Chapter 7 - Twin

12.6K 479 7
                                    

Author Pov

Waktu sudah menunjukan pukul 07.00, Dissa tak mungkin bisa bangun jam segini di Hari Minggu, tapi kali ini dia sudah terbangun. Matanya terbuka perlahan karna sinar matahari yang masuk dari jendela sangat menyilaukan. Perlahan, Dissa mencoba bangun dari tempatnya. Dia ingat betul kalo tadi malam tertidur di mobil Satria. Dilihatnya sekelilingnya, semua perabotan perempuan, warna dasarnya pink-putih. Keren, batinnya.

Dissa beranjak dari tempat tidurnya, melihat-lihat isi kamar ini. Ukurannya sedikit lebih besar dari kamarnya, tapi disini rapi seperti tak tersentuh. Dia berjalan menuju sebuah meja jajaran foto-foto yang diletakan rapi.

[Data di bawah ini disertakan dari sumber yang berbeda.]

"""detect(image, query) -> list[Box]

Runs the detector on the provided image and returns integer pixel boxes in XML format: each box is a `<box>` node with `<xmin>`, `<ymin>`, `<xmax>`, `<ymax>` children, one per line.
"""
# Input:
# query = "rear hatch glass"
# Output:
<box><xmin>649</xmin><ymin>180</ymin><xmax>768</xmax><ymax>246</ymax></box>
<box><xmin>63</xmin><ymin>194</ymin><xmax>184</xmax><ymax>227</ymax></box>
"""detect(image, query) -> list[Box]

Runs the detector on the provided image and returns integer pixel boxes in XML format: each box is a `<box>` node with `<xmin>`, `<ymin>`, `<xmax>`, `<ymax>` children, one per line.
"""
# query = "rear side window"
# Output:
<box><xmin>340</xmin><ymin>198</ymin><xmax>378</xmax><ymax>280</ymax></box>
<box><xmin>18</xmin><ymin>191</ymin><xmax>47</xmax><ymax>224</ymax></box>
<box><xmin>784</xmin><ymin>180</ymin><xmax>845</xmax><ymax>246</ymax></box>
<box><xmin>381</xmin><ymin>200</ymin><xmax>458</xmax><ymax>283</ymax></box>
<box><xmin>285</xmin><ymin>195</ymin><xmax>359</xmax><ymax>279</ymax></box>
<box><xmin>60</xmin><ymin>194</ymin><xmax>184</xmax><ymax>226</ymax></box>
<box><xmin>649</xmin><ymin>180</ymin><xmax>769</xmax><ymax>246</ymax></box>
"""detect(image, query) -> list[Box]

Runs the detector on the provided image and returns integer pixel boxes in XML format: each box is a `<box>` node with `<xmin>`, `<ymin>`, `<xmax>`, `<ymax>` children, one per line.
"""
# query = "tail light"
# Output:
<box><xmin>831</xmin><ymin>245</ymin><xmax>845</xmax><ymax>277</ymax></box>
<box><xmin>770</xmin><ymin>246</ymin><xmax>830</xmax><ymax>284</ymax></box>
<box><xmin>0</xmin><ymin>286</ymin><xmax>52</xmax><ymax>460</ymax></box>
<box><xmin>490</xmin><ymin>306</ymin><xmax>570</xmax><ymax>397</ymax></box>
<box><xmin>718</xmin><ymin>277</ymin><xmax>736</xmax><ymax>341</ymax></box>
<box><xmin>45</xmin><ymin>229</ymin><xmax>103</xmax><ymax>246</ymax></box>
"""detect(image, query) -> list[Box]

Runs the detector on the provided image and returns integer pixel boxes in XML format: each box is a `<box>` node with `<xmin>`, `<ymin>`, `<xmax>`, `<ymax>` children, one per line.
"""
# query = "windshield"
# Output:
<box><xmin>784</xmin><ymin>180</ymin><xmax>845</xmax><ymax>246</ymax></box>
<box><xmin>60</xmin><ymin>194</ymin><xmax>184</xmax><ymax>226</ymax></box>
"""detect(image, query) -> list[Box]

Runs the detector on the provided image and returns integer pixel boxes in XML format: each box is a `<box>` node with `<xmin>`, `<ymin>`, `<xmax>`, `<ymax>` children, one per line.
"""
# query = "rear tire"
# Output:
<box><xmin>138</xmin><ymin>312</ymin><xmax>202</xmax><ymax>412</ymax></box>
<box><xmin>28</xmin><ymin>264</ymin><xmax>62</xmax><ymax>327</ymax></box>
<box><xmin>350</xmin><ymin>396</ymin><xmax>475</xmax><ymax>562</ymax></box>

Foto paling kanan memperlihatkan seorang perempuan seumuran dengan siswa SMP sedang tersenyum manis. Foto selanjutnya, perempuan itu duduk di sebuah taman menikmati musim gugur. Yang ketiga, viewnya masih sama hanya saja musim dingin. Yang keempat, foto perempuan itu, Satria, dan mamanya dengan background sebuah air terjun. Yang terakhir, foto perempuan itu bersama Satria, keduanya saling merangkul. Disana, Satria terlihat lebih kecil dari sekarang. Diambilnya foto itu oleh Dissa. Dibacanya sebuah tulisan di bawah foto mereka.

"Satria Alvaro, Sabrina Alvara." Jadi Satria punya adik? Eh ini mereka mirip dan keliatannya seumuran. Jadi Satria kembar? Tapi kenapa gak pernah liat ya. Batin Dissa.

Diletakkan kembali foto itu pada tempatnya. Pandangan Dissa mengarah kepada satu pintu. Dissa yakin itu bukan pintu keluar karna pintu keluar ada di sisi sebelahnya dan juga bukan kamar mandi karna kamar mandi ada di dekat almari di ujung yang lain dan Dissa tadi juga sudah masuk ke kamar mandi.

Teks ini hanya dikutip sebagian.